Richard Petty Museum
- Established: 1998
- Location: 311 Branson Mill Road, Randleman, North Carolina
- Coordinates: 35°53′26″N 79°48′03″W﻿ / ﻿35.89056°N 79.80083°W
- Founder: Lynda Petty
- Website: richardpettymuseum.com

= Richard Petty Museum =

Museum in North Carolina, United States

The Richard Petty Museum, sometimes known as the Petty Museum is dedicated to the Petty family's NASCAR legacy. The museum is located on Branson Mill Rd., in the family's home town of Level Cross, North Carolina. The museum was established in 1998 as a look into the life and career of Richard Petty, and includes items from the family's own collections (including vintage cars), a kids' "pit stop" where children can design their own race cars. Among the vintage cars is a rare Plymouth Superbird.

==Locations==
The museum was originally located in Level Cross but moved to nearby Randleman, North Carolina in 2003 when Petty Enterprises needed the museum's space. Randleman was chosen as a location as it was the nearest town and also the place where Richard and his wife Lynda went to high school. In 2014, it moved back to its original home near the Petty Garage and Richard Petty's home in March 2014.

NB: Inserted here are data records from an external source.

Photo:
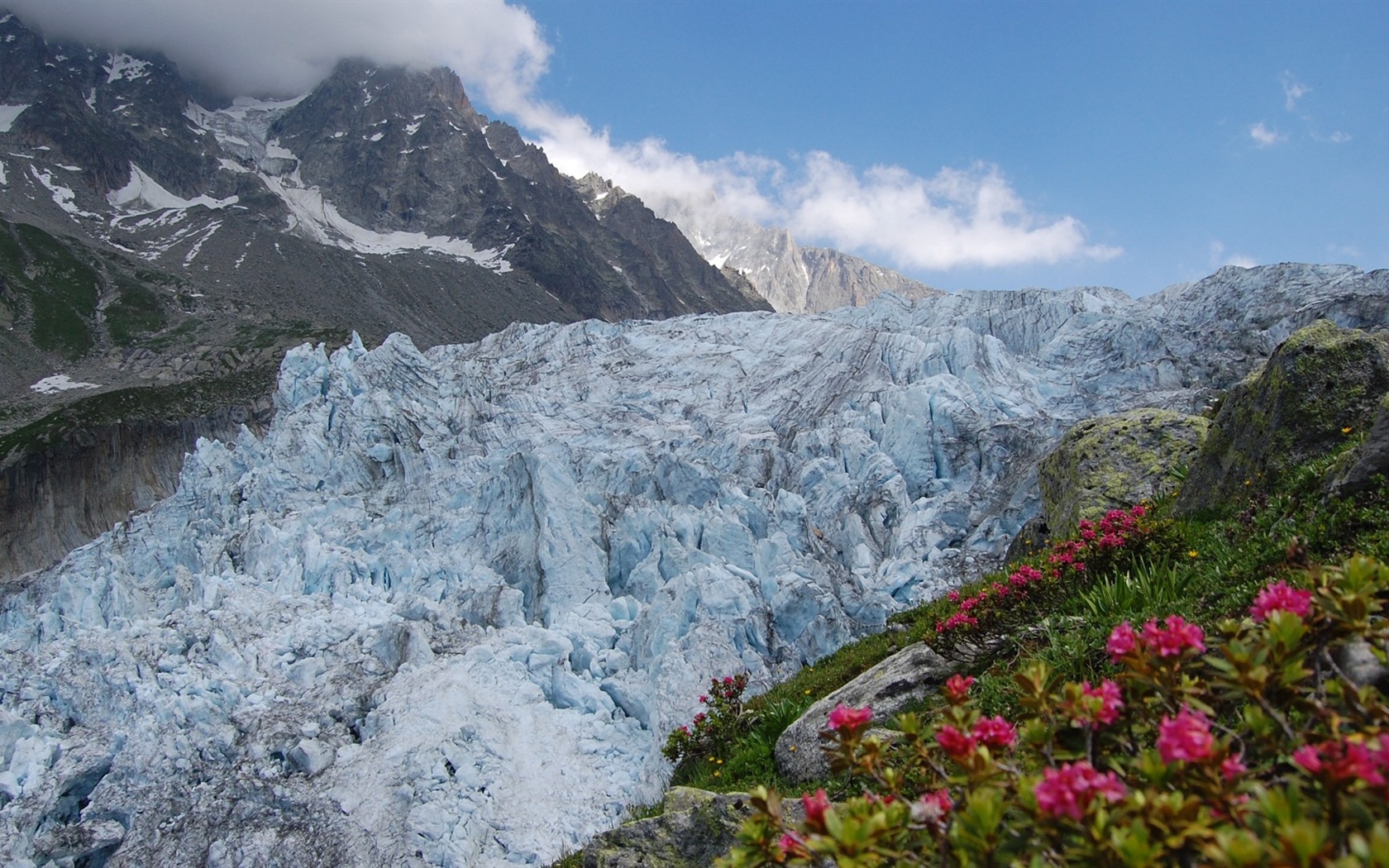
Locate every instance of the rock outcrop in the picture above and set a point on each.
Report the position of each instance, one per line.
(890, 686)
(1319, 386)
(694, 828)
(1115, 461)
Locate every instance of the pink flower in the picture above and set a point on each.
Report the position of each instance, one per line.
(1281, 598)
(933, 807)
(996, 732)
(1099, 706)
(955, 742)
(1233, 768)
(1186, 737)
(816, 807)
(849, 718)
(957, 688)
(1123, 639)
(1070, 789)
(1345, 761)
(1174, 637)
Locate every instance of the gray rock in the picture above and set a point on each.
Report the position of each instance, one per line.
(1319, 385)
(1367, 461)
(313, 756)
(1115, 461)
(888, 688)
(694, 828)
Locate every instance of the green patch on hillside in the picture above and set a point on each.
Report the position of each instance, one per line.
(135, 314)
(159, 403)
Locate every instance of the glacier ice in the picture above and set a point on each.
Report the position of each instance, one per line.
(443, 612)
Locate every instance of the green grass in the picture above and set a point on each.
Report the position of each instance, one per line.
(157, 403)
(1215, 565)
(135, 314)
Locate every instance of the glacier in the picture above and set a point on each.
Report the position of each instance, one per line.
(445, 610)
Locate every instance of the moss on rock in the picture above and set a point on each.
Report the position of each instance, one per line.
(1115, 461)
(1320, 386)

The new museum complex includes the "A-Frame Building", the first home of Petty Engineering and the "Lee Petty House", where Richard and his brother Maurice were born. It includes exhibits about all four members of the Petty family who are in the NASCAR Hall of Fame including Lee, Richard, Maurice and Dale Inman. There are plans to further expand the museum to include more on Lee Petty's legacy as well as the "Reaper Shed", the spot where Lee founded Petty Engineering.